I’d say you probably want to use the area of a polygon.
It’s very hard to tell what you’re asking for without more detail. Could you either edit your initial post or add a reply that explains what exactly you’re trying to compute (I’m assuming you mean W = \int P dV, but I’m not sure), along with what you have so far? In particular, if you have a PV diagram of this loop, that could be very helpful for understanding what you’re trying to accomplish.
It sounds like you are trying to solve a numerical-integration problem, also called “quadrature”. There are lots of quadrature algorithms, but a key question is whether you can choose the points. If you can, then you can get a much more accurate result for the same number of points (e.g. by applying Gaussian quadrature to something like the Green’s theorem formulae below).
This corresponds to numerical integration by the trapezoidal rule.
e.g. you could use the shoelace formula for the polygon area, which is closely related to a trapezoidal rule applied to the Green’s theorem formulae \text{area} = \oint_C x \, dy = - \oint_C y\, dx.
The problem is that my Pv loop is defined just through points, I compute the pressure and the volume separately and then match the pressure with the corresponding volume in time. So far I am just interested on its plot p3=plot(V_LV_vec[t_vec.>t_end-5], PLV[t_vec.>t_end-5].*Pa2mmHg; label=“LV”, xlabel=“Volume [ml]”, ylabel=“Pressure [mmHg]”,color=lv_color)
You can still use the trapezoidal rule / polygon area, of course, for low-order accuracy.
If you can choose the time points, and you have the time derivative of either the pressure or volume, you can still use a higher-order quadrature rule, since \oint_C x dy = \int x\frac{dy}{dt} dt. (Here, x is pressure and y is volume or vice versa.)

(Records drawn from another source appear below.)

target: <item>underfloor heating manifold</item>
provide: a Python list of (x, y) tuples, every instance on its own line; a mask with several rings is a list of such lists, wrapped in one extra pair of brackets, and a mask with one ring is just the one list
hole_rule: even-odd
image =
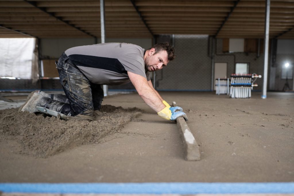
[[(230, 97), (232, 98), (247, 98), (251, 97), (251, 90), (258, 78), (261, 77), (260, 75), (253, 74), (231, 74), (231, 85), (230, 88)], [(253, 78), (254, 80), (252, 81)]]
[(218, 78), (216, 79), (216, 94), (229, 94), (230, 79)]

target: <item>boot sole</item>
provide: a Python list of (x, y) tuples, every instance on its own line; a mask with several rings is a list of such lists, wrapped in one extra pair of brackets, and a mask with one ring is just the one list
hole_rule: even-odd
[(22, 108), (24, 108), (24, 107), (27, 104), (28, 102), (29, 102), (29, 101), (30, 100), (30, 99), (33, 96), (34, 93), (37, 93), (38, 91), (39, 91), (38, 90), (36, 90), (30, 93), (30, 94), (26, 98), (26, 101), (23, 105), (21, 106), (19, 109), (19, 112), (21, 112), (22, 111)]

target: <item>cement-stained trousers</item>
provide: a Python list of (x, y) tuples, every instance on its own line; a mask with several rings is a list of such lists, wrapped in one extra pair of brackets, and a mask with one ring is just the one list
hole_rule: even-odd
[(69, 102), (63, 107), (61, 113), (93, 117), (94, 111), (101, 108), (104, 97), (101, 86), (90, 82), (65, 53), (56, 63), (60, 83)]

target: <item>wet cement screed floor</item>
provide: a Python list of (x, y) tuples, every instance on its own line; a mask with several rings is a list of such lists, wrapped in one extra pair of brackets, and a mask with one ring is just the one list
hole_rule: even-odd
[(247, 99), (212, 93), (161, 94), (188, 115), (201, 160), (184, 159), (176, 124), (158, 117), (134, 93), (104, 99), (103, 104), (144, 111), (98, 143), (69, 146), (44, 158), (20, 154), (19, 143), (0, 140), (0, 182), (293, 180), (294, 93), (268, 93), (264, 100), (256, 92)]

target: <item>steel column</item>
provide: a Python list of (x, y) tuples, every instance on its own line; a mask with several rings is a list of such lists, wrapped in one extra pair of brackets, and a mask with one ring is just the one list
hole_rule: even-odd
[[(209, 39), (208, 38), (208, 39)], [(214, 46), (215, 41), (216, 41), (216, 38), (215, 37), (212, 37), (211, 40), (211, 91), (214, 89), (213, 84), (214, 83)]]
[(263, 69), (263, 84), (261, 98), (266, 98), (268, 82), (268, 39), (270, 31), (270, 0), (266, 0), (265, 4), (265, 21), (264, 30), (264, 66)]
[[(104, 12), (104, 0), (100, 0), (100, 21), (101, 29), (101, 43), (105, 43), (105, 14)], [(108, 86), (106, 85), (103, 85), (103, 92), (104, 96), (108, 94)]]

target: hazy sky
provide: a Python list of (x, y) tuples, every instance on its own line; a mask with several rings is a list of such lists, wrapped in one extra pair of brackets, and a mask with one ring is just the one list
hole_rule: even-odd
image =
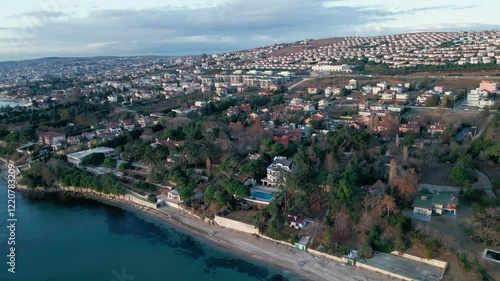
[[(77, 3), (75, 3), (77, 2)], [(15, 0), (0, 61), (186, 55), (305, 38), (500, 29), (497, 0)]]

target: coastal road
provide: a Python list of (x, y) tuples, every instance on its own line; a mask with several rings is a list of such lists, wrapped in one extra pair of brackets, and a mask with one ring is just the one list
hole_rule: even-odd
[(304, 83), (304, 82), (306, 82), (306, 81), (312, 80), (312, 79), (314, 79), (314, 78), (304, 78), (304, 80), (299, 81), (299, 82), (297, 82), (297, 83), (293, 84), (292, 86), (288, 87), (288, 90), (290, 91), (290, 90), (292, 90), (293, 88), (295, 88), (295, 87), (299, 86), (300, 84), (302, 84), (302, 83)]

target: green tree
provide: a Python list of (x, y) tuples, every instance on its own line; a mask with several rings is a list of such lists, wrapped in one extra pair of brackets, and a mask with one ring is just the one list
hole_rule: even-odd
[(81, 165), (82, 166), (98, 166), (104, 162), (104, 159), (106, 159), (106, 157), (104, 156), (104, 153), (92, 153), (90, 155), (83, 157)]
[(451, 168), (448, 177), (453, 183), (460, 185), (463, 185), (466, 183), (466, 181), (471, 180), (467, 169), (462, 165), (454, 166), (453, 168)]
[(205, 188), (205, 192), (203, 193), (203, 200), (206, 204), (212, 202), (214, 200), (215, 192), (217, 189), (214, 185), (209, 185)]
[(427, 105), (429, 107), (436, 107), (439, 105), (440, 101), (441, 101), (441, 99), (439, 98), (439, 95), (432, 95), (430, 98), (428, 98), (425, 101), (425, 105)]

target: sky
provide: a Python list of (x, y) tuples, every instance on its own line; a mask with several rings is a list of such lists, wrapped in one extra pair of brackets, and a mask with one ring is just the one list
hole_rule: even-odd
[(497, 0), (16, 0), (0, 61), (197, 55), (336, 36), (498, 30)]

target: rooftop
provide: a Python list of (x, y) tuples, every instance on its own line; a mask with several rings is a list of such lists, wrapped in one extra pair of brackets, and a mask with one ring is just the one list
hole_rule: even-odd
[(93, 149), (87, 149), (87, 150), (82, 150), (82, 151), (70, 153), (67, 155), (67, 157), (82, 159), (85, 156), (93, 154), (93, 153), (109, 153), (109, 152), (114, 152), (114, 151), (115, 150), (113, 148), (102, 146), (102, 147), (97, 147), (97, 148), (93, 148)]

How are you computing pressure and volume as a function of time? If it is an ODE solver like DifferentialEquations.jl (for your 0D cardiac model), that will be able to (a) give you the time derivatives too and (b) compute the time when the loop closes to high-order accuracy using a continuous callback, and (c) let the ODE solver accumulate the area integral for you (so that you don’t need a separate quadrature rule, you just add another equation \frac{dA}{dt} = x \frac{dy}{dt}.